Kaustubh Sudhakar1,Michel Barsoum1
Drexel University1
Kaustubh Sudhakar1,Michel Barsoum1
Drexel University1
Ripplocations - best defined as an atomic scale ripple and characterized by oppositely signed ripplocation boundaries (RBs) – have recently been shown to be the underlying mechanism responsible for buckling in layered crystalline solids (LCS) such as graphite, mica, and the MAX phases. The malefactor for the deformation of LCS for more than half a century has been basal dislocations (BDs) which manifest themselves into kink boundaries (KBs) at high stresses.
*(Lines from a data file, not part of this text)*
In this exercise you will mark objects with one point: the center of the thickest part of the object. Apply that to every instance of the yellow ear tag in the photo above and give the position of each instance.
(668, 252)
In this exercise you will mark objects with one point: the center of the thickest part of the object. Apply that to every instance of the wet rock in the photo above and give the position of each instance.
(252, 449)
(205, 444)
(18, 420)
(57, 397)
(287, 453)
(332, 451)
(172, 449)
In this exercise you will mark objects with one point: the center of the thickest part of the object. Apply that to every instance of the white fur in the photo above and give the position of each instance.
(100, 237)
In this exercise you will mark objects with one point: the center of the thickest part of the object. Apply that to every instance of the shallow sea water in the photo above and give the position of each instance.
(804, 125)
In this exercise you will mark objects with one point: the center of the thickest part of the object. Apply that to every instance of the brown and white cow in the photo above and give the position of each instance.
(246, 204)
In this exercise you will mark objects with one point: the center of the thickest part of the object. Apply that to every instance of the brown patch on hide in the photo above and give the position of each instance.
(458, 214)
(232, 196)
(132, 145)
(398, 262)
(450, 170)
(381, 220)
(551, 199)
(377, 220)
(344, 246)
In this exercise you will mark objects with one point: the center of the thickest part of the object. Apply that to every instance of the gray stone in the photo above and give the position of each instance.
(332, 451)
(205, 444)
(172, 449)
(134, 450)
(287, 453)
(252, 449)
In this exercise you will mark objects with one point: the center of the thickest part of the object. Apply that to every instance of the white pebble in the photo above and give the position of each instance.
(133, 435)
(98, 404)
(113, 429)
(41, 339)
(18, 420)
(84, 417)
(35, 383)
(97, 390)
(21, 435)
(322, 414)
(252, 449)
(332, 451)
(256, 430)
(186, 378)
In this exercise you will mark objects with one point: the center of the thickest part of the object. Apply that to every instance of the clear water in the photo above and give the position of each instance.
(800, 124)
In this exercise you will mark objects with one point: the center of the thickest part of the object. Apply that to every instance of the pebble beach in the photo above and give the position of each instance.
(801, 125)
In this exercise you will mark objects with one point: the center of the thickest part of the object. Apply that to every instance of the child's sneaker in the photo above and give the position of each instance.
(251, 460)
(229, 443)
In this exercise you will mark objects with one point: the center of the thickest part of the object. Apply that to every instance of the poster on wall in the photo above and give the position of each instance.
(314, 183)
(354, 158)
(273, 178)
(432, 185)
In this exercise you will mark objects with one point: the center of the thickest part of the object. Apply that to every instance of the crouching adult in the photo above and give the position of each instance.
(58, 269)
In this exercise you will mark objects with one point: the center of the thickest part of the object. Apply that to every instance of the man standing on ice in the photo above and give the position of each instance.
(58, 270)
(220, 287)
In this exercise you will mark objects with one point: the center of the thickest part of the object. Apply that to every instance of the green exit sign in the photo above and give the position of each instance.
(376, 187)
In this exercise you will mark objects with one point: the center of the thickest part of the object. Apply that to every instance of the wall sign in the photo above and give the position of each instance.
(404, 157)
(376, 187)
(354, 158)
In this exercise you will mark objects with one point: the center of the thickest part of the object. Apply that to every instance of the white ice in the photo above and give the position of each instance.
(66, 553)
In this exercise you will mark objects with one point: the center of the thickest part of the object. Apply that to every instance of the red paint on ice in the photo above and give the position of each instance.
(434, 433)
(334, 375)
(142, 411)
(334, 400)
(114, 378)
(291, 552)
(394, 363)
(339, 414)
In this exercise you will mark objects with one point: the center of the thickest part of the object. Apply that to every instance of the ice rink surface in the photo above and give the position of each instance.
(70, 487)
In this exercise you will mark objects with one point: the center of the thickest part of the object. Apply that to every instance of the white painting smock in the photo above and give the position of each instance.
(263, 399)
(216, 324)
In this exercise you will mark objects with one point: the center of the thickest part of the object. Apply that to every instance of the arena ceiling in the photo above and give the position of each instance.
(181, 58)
Since the inception of ripplocations, much work has gone into deciphering the fundamental deformation mechanism of LCS, and other layered systems such as steel sheets and playing cards. To develop a thorough understanding of the phenomena, we collected data via retrospective analysis of the literature on RBs and KBs that was carried out to date. Furthermore, to support this study we also provide new molecular dynamics (MD) data to analyze the deformation behavior in graphite through bending tests to substantiate our hypothesis. Based on this work, it is evident that KBs and RBs are distinctive in many ways; i) RBs are reversible in nature in that the system can return to its original state after deformation while KB formation only occurs when the material has been plastically deformed, ii) Atomical observations show that RBs have rounded edges as opposed to the sharp, pointy edges seen in KBs, iii) RBs are associated with high stresses at their surface which is absent in the case of KBs, and lastly iv) At extreme strains, RBs transform into KBs. By employing several - mostly past – and present investigations we intend to fundamentally unravel the differences between these atomic boundaries occurring in layered systems. The consequences of this study will help elucidate the deformation mechanics of layered systems in tens of orders of magnitudes, from the nanoscale to the geological scale.